1 Kings 17:2 And the word of the Lord came to him, saying, Go from here and turn east and hide yourself by the brook Cherith, east of the Jordan. You shall drink of the brook, and I have commanded the ravens to feed you there.
So Elijah obeyed the Lord and went to the place the Lord had specified and sure enough, each morning and evening the ravens brought him bread and meat and he drank of the brook. Then the brook dried up because there was no rain. Here is a question. Why did the Lord not supernaturally keep the brook going? For the ravens to bring him food each day was supernatural. God could have supernaturally provided him with water but He did not. Yet the Lord had said “You shall drink of the brook.” Here was Elijah, at the place God had told him to go and it looked like God’s word was failing.
Have you ever felt like that? You obeyed God and it worked for a while but then things started to fail? The accuser of the brethren usually appears at this point and causes us to doubt whether we heard God right in the first place. Maybe we have done something wrong and God is angry and has withdrawn His support? Maybe God has spoken again and we missed it?
Here is where we need to trust. We do not have God’s favour and support because we have earned it. If we didn’t get it through obedience we can’t lose it by disobedience, either wilfully or in ignorance. We have God’s favour, period. Unchanging, eternal, passionate. God is for us 24/7. He is a speaking God and more than able to find a way to get through to us.
God knows that the brook is drying up. He knew that it would before He sent Elijah there because He sees the end from the beginning. If God is not bothered, neither should we be. We can rest assured that the Lord has everything in hand and that the last word we had from Him is THE word until we get another one. Waiting patiently is a hard lesson to learn but that’s what Elijah did. There is no record of him fretting or asking the Lord about the situation.

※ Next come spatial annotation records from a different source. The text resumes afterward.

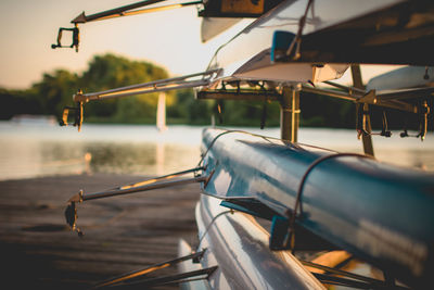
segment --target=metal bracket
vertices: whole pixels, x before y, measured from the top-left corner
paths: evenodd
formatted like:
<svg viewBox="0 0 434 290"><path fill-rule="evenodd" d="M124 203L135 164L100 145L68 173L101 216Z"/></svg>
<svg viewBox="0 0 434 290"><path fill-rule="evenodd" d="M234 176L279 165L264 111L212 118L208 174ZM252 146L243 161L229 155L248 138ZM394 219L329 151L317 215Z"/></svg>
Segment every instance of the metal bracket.
<svg viewBox="0 0 434 290"><path fill-rule="evenodd" d="M72 31L73 33L73 42L69 46L62 46L63 31ZM56 48L75 48L75 51L78 52L79 42L80 42L80 30L78 29L78 26L76 24L74 28L65 28L65 27L59 28L58 43L51 45L51 48L52 49L56 49Z"/></svg>
<svg viewBox="0 0 434 290"><path fill-rule="evenodd" d="M74 123L68 123L69 111L74 112ZM81 129L82 124L82 102L77 102L77 106L65 106L63 109L62 119L59 123L61 126L74 126L78 127L78 131Z"/></svg>

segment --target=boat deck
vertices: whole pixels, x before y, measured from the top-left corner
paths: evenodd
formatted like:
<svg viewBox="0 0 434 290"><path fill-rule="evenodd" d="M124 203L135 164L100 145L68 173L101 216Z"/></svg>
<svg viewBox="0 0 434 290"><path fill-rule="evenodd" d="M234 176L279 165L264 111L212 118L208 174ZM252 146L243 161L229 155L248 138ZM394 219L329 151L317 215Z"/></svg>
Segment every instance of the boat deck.
<svg viewBox="0 0 434 290"><path fill-rule="evenodd" d="M64 209L79 189L86 194L138 180L95 174L1 181L2 283L12 282L14 289L87 289L176 257L179 238L195 244L199 185L85 202L78 205L77 220L85 236L69 231Z"/></svg>

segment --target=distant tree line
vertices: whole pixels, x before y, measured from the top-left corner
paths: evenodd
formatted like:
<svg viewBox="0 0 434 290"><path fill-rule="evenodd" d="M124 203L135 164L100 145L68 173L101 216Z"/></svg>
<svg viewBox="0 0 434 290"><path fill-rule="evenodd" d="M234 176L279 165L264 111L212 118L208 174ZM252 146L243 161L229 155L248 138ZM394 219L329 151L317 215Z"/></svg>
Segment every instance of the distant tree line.
<svg viewBox="0 0 434 290"><path fill-rule="evenodd" d="M0 88L0 119L10 119L17 114L55 115L61 118L63 108L73 104L72 96L78 89L92 92L167 77L169 75L164 68L148 62L113 54L95 55L81 74L58 70L43 74L40 81L25 90ZM156 103L157 93L93 101L85 106L85 121L154 124ZM191 89L167 92L167 123L207 125L215 115L217 125L259 126L266 112L266 126L279 126L277 102L225 101L219 104L220 114L217 113L216 101L195 100ZM350 102L302 92L301 109L302 126L355 128L356 111ZM381 119L374 118L375 124L381 124Z"/></svg>

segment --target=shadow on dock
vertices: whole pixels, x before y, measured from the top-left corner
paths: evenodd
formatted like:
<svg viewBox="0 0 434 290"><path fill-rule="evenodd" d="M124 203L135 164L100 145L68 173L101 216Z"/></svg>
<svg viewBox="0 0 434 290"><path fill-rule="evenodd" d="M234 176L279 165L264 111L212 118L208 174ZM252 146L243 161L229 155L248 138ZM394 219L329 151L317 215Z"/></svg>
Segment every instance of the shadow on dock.
<svg viewBox="0 0 434 290"><path fill-rule="evenodd" d="M199 185L85 202L78 205L77 220L85 236L69 231L64 210L79 189L86 194L138 180L97 174L1 181L3 285L88 289L108 277L176 257L179 238L194 244ZM164 274L175 273L173 268Z"/></svg>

At the right time, God spoke again.
1 Kings 17:8 And the word of the Lord came to him: Arise, go to Zarephath, which belongs to Sidon, and dwell there. Behold, I have commanded a widow there to provide for you. So he arose and went to Zarephath. When he came to the gate of the city, behold, a widow was there gathering sticks. He called to her, Bring me a little water in a vessel, that I may drink. As she was going to get it, he called to her and said, Bring me a morsel of bread in your hand. And she said, As the Lord your God lives, I have not a loaf baked but only a handful of meal in the jar and a little oil in the bottle. See, I am gathering two sticks, that I may go in and bake it for me and my son, that we may eat it–and die. Elijah said to her, Fear not; go and do as you have said. But make me a little cake of [it] first and bring it to me, and afterward prepare some for yourself and your son. For thus says the Lord, the God of Israel: The jar of meal shall not waste away or the bottle of oil fail until the day that the Lord sends rain on the earth.
I love this bit. God says “I have commanded a widow…” which is past tense, God has already done it. Yet when Elijah gets there the widow he meets knows nothing about it. It is not until Elijah speaks to the widow and commands her himself that what God had said comes to pass.
1 Kings 17:15 She did as Elijah said. And she and he and her household ate for many days. The jar of meal was not spent nor did the bottle of oil fail, according to the word which the Lord spoke through Elijah.
That final phrase is the crucial bit, “according to the word which the Lord spoke through Elijah.” This is the same principle demonstrated when the Lord brought His people out of Egypt and told them to go to Israel because He had already given it to them. When they got there the inhabitants of the land knew nothing about it. There is a phrase that the Lord uses there which is…
Jos 1:3 Every place that the sole of your foot shall tread upon, to you have I given it, as I spake unto Moses.
The words “shall tread” are future tense; the words “I have given” are past tense. This is another example of God seeing the end from the beginning and making a declaration from the end. As far as God is concerned He has done everything that needs to be done for His will to come to pass. Our part is yet to be executed at the time God speaks to us. Most significant for us is the fact that unless we do our part it will not come to pass. When we do our part and it comes to pass we can look back and say that God did it. Yet, He does it through us.
Despite the fact that God had said “I have given you the land” the Israelites had to fight for every inch of it. If only we understood this more. How often we wait passively for God to do something when He is waiting for us to act or speak in faith. Faith is the key component, faith that works, faith that acts in accordance with the revealed will of God. Faith without works is dead, fruitless. The faith that comes from hearing what God has said to us must be acted upon, it must find expression either in words or deeds. If it does not, then God’s will does not come to pass. Does that sound like heresy? If Elijah remains at the brook Cherith, he perishes. He could say, God told me to come, God said I would drink of the brook and here I stay.
Here is another thought. If Elijah stays at Cherith there is a family in Zarephath who will also perish despite the fact that it is God’s will for them to live.
The Lord has chosen us, we have his favour, his undeserved love and support. Let us trust, and obey.